[1062]「保守派」の対義語は「進歩派」である
長井大輔(ながいだいすけ)です。今日は2012年8月4日です。
今日は「保守」という言葉について、考えてみたいと思います。
「保守(conservatives、カンサヴァティヴズ)」の対義語は、何だろうか?リベラル?いやいや、そうじゃない。革新?それも違う。正解は、「進歩(progressives、プログレッシヴズ)」だ。そのように、私は駒澤大学の政治学の講義で習った。さらに、欧米諸国では、保守派のことを「右翼」と呼び、進歩派のことを「左翼」と呼ぶとも。私は、この学問上の分類を大事にしながら、政治について考えてきた。保守派の反対は、進歩派なのだと。
ところが、日本では、保守派の反対はリベラル派、革新派ということになっている。政治用語の誤用は、日本だけかと思いきや、アメリカ(USA)でさえ、保守派の反対はリベラル派だ。ところが、である。回り回って、やっぱりアメリカでは、保守派の反対をリベラル派ではなく、進歩派と呼ぶ傾向が復活しているという。
(転載貼りつけ始め)
進歩主義 国家や社会が抱える矛盾を自由や民主主義、人権の尊重などを通じて改善し、理想的な体制への前進を求める思想。進歩主義者は英語で「プログレッシブ」。米民主党の政治家や支持者は近年、自由主義者を指す「リベラル」が草の根保守主義の台頭で否定的なイメージが高まったこともあり、「プログレッシブ」をリベラルの代わりに使う人も多い。

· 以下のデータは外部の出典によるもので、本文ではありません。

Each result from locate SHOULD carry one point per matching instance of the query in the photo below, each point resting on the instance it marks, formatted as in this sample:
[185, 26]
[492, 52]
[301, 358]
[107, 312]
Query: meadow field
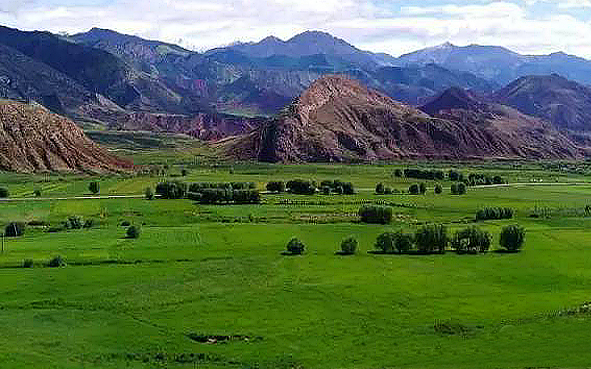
[207, 286]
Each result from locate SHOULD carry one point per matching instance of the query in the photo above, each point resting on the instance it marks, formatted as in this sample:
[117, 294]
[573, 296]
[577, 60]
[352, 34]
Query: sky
[391, 26]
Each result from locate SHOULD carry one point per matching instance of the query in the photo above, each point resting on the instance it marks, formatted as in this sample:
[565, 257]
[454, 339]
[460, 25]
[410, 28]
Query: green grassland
[219, 270]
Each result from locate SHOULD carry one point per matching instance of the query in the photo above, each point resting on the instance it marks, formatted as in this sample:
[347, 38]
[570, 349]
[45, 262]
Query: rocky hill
[566, 104]
[33, 139]
[337, 119]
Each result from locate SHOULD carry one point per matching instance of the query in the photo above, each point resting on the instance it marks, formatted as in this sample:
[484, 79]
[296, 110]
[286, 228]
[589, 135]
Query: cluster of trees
[219, 196]
[494, 213]
[301, 187]
[374, 214]
[434, 239]
[427, 174]
[481, 179]
[458, 188]
[337, 187]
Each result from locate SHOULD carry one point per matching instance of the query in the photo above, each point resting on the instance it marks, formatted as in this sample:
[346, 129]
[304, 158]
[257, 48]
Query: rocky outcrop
[33, 139]
[337, 119]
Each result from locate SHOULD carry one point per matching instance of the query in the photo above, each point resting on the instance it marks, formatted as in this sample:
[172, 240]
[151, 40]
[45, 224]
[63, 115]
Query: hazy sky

(読売新聞9面「進歩主義 危うい傾斜」2012年7月25日から一部引用)
(転載貼りつけ終わり)
ということで、やっぱり政治の先進国であるアメリカでは、政治用語の誤用が正されて、保守派の反対は進歩派になりつつあるようだ。そもそも、進歩主義とは20世紀初頭にアメリカで台頭した政治潮流であり、この流れの中から、セオドア・ロウズヴェルト、トマス・ウドロウ・ウィルスン、フランクリン・D・ロウズヴェルトといった大統領が生まれ、保守的な南部民主党(サザン・デモクラット)の政治家たちを押し退(の)けて、現在の民主党の主流派となった。だから、そのまま、民主党の政治家や党員たちが、自分たちのことを進歩派と呼び続けていれば、なんの問題もなかった。進歩派がいつ頃から、自分たちのことを「リベラル派」と呼ぶようになったのかは、調べてみたが、分からなかった。
そこへ行くと、韓国はすばらしい。韓国では、きちんと進歩を保守の対義語として使っている。たとえば、次のような使い方をする。
(引用開始)
左右の対決はメディア界で鮮明だ。活字媒体の大手の朝鮮日報、東亜日報、中央日報は保守派を代弁する。進歩系メディアの代表は、ハンギョレ新聞。(中略)進歩系市民団体は、保守系メディア攻撃の先頭に立ち、反朝鮮日報を叫んで不買運動を展開している。
(SAPIO2004年5月12日号、池東旭『革命世代 政権のみならず官・財にも広がる親北左翼勢力の実権奪取』)
(引用終了)
私は、政治現象を正しく研究するためには、まず政治用語の正しい使い方が不可欠だと考える。日本でも、韓国に倣(なら)って、保守派の対義語はリベラル派や革新派ではなく、進歩派だという認識が広がることを望む。